Салли приготовила чай и подала его в своих лучших чашках – этим она доказывала самой себе, что хорошо принимает миссис Оуэн ради Тома. За чаем Надя вдруг сказала, улыбнувшись своей удивительной сияющей улыбкой:
– Мне очень жаль, что мы не встретились раньше.
– Мне тоже. – Салли к этому времени уже перестала чувствовать себя натянуто, и ей не терпелось узнать, чем живет эта женщина. – Расскажите мне про ваши идеалы.
– Мои идеалы? – переспросила Надя с добродушной усмешкой. – Вы имеете в виду рабочее движение и социализм?
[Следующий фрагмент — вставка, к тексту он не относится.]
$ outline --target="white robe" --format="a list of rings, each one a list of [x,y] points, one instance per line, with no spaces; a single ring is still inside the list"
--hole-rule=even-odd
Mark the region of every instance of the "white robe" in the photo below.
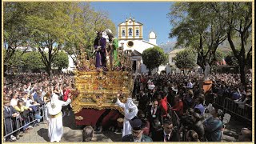
[[[71,102],[71,99],[68,99],[66,102],[59,101],[59,104],[63,106],[67,106]],[[50,103],[50,102],[48,102]],[[47,104],[48,104],[47,103]],[[62,125],[62,113],[60,110],[59,112],[62,113],[59,116],[56,118],[51,118],[50,114],[49,114],[49,107],[50,106],[47,106],[47,112],[48,112],[48,122],[49,122],[49,128],[48,128],[48,137],[50,138],[50,141],[52,142],[59,142],[63,134],[63,125]]]
[[[125,118],[123,121],[123,129],[122,129],[122,136],[128,135],[131,134],[131,126],[129,122],[129,120],[131,120],[137,115],[138,108],[131,100],[131,98],[127,98],[126,103],[122,103],[120,102],[119,98],[117,98],[116,104],[120,107],[124,108],[125,111]]]

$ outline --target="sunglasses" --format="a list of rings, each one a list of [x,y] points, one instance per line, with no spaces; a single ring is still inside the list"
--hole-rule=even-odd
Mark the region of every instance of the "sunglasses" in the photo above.
[[[142,132],[142,130],[136,130],[136,131],[131,130],[131,133],[136,135],[138,135],[140,132]]]

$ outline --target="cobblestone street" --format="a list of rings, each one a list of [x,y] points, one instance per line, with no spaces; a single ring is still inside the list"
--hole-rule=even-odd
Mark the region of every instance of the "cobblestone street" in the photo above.
[[[70,116],[63,118],[64,133],[61,142],[82,142],[82,126],[76,126],[74,125],[74,115],[72,112]],[[244,127],[241,122],[230,119],[226,125],[224,131],[223,142],[235,142],[238,137],[238,133]],[[46,123],[41,123],[38,126],[34,127],[27,134],[24,134],[23,137],[20,137],[18,142],[49,142],[48,127]],[[120,142],[122,134],[112,131],[103,131],[102,134],[95,134],[93,138],[94,142]]]

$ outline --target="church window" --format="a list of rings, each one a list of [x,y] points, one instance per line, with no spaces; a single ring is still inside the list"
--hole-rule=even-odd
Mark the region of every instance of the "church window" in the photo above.
[[[138,36],[138,30],[136,30],[136,36]]]
[[[129,29],[129,36],[132,36],[133,35],[133,29]]]
[[[134,42],[132,42],[132,41],[129,41],[128,42],[127,42],[127,46],[128,47],[132,47],[134,46]]]
[[[122,30],[122,36],[126,36],[126,30]]]

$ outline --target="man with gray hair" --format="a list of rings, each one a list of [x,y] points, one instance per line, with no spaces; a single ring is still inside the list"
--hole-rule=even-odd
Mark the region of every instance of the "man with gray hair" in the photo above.
[[[118,106],[124,109],[125,112],[125,118],[123,122],[123,130],[122,130],[122,136],[128,135],[131,134],[131,126],[129,122],[130,120],[134,118],[138,113],[137,106],[133,102],[131,98],[127,98],[126,103],[122,103],[120,102],[118,97],[122,94],[122,93],[118,93],[117,95],[117,104]]]

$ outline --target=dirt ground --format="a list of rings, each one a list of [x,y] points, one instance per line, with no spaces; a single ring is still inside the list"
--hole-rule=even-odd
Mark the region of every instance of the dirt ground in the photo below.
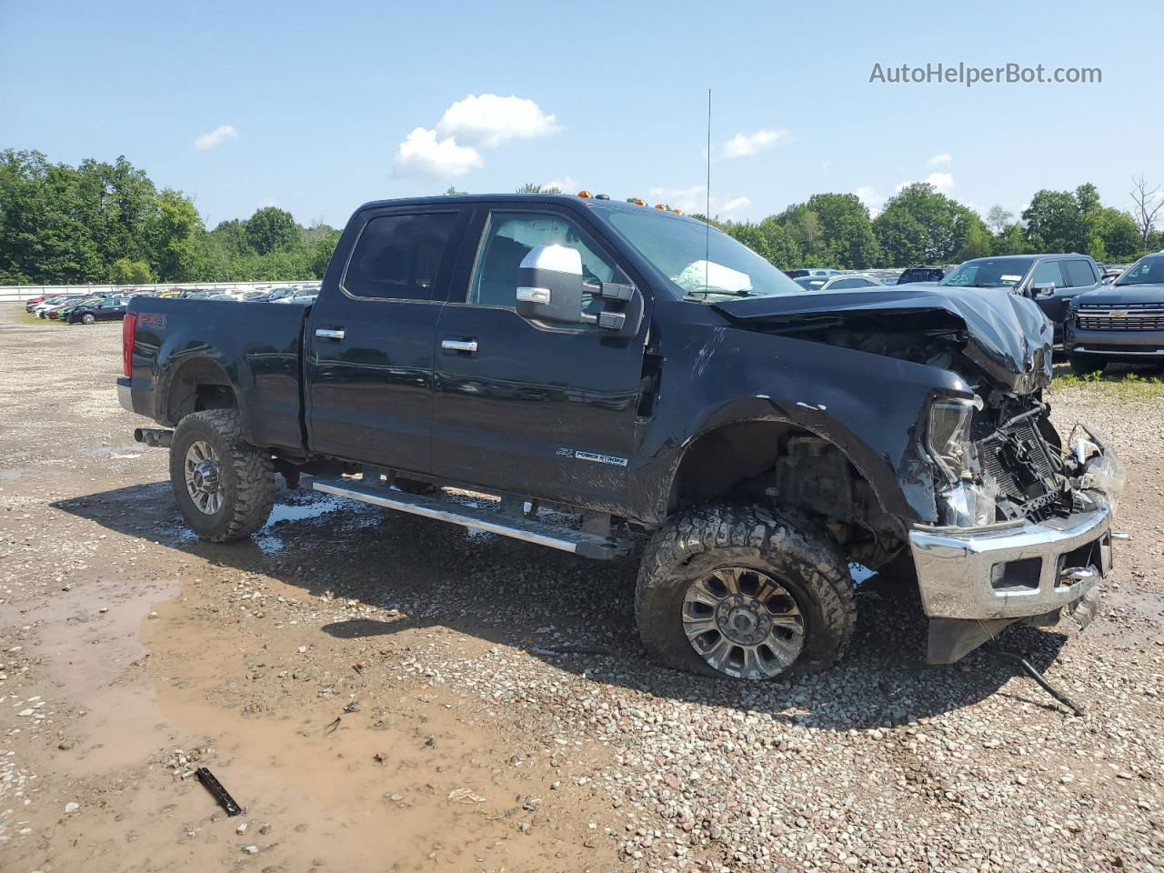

Это не только мои идеалы, как вам могли бы сказать Динни и Том. В общем это очень просто. Я считаю, что земля и все, что находится в ее недрах или на ее поверхности, принадлежит народу – так же, как воздух или солнечный свет. Но на протяжении всей нашей многовековой истории народ обкрадывали, лишая его с помощью всяких хитроумных уловок топ», что по праву принадлежит ему. И вот теперь – коль скоро нам это стало известно – мы должны сплотить народные массы, массы рабочих и трудящихся, чтобы они могли вернуть себе то, что у них отнято. А потом построить новую экономическую систему, основанную на народной собственности. Это значит, что ничтожное меньшинство не будет больше владеть всеми богатствами земли и заставлять служить себе всех остальных. Всем достоянием страны будет владеть народ; и он же будет управлять страной в интересах большинства, а не меньшинства.
– И для этого обязательно нужна революция? – тревожно спросила Салли.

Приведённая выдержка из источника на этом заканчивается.